«Nel Senegal, sotto la dominazione francese, un africano viaggiava a piedi con la moglie incinta. La sera, poiché sua moglie aveva fame, l’uomo scavò in un campo di manioca per dare da mangiare a sua moglie. Sopraggiunse il proprietario e fede condannare il ladro dal tribunale francese. L’africano fece appello al tribunale indigeno (sussisteva la doppia giurisdizione). Secondo il diritto locale, il tribunale condannò il proprietario del campo per aver lasciato soffrire la fame ad una donna incinta in prossimità della sua casa senza soccorrerla». (in Pretioperai, n. 68, marzo, 2006).
In un tempo in cui si fa un gran parlare di «scontri di civiltà» e di «civiltà superiori» (ove superiore è sempre – scontatamente – da intendersi la società moderna occidentale) è quanto mai opportuno fermarsi a riflettere circa la propria autoreferenzialità. Siamo sempre più immersi in quella cecità che pone l’economia al di sopra di tutto ed il fare soldi l’unico, necessario, dominante imperativo categorico.

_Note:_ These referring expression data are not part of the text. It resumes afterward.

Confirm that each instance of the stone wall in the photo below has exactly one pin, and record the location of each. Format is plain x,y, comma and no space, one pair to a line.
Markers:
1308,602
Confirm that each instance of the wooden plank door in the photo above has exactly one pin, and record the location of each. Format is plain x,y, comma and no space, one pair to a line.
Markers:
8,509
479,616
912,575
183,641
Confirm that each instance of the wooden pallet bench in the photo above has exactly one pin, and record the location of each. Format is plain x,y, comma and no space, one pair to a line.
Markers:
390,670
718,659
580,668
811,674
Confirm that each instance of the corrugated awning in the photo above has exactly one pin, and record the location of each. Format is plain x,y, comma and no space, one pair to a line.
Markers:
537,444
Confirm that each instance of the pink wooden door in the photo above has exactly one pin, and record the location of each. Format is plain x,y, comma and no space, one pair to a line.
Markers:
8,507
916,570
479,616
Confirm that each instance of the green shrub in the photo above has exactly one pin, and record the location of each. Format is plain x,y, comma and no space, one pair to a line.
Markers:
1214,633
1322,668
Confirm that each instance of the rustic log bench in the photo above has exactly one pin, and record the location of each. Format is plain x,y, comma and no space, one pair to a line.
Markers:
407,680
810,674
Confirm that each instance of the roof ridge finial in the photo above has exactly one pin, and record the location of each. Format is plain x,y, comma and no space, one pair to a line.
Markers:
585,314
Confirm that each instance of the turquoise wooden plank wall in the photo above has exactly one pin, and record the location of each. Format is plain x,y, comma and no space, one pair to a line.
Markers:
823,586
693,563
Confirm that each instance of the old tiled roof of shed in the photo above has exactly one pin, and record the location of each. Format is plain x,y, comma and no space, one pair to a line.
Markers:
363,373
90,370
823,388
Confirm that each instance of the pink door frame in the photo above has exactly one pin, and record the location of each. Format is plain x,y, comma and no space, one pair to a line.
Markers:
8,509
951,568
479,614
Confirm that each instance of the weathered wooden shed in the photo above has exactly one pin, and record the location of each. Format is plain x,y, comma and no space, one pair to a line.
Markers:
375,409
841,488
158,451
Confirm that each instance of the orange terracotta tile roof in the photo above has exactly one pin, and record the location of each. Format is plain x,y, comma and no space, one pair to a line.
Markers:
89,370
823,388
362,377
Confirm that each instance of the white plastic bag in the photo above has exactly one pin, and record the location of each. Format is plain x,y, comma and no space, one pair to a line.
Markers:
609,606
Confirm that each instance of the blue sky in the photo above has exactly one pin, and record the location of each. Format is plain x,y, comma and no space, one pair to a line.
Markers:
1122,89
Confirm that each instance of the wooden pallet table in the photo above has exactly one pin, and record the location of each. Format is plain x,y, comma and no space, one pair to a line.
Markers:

Riusciremo mai a ricollocare la persona umana al centro di ogni nostro interesse? A svestire i panni dell’homo oeconomicus per poter essere sempre e comunque uomini e donne che sanno incontrarsi e riconoscersi? Queste domande risuonano alquanto retoriche. Resta, infatti, in tutta la sua evidenza, la nostra estrema capacità d’infettare ogni angolo della terra con i germi dell’economia globale.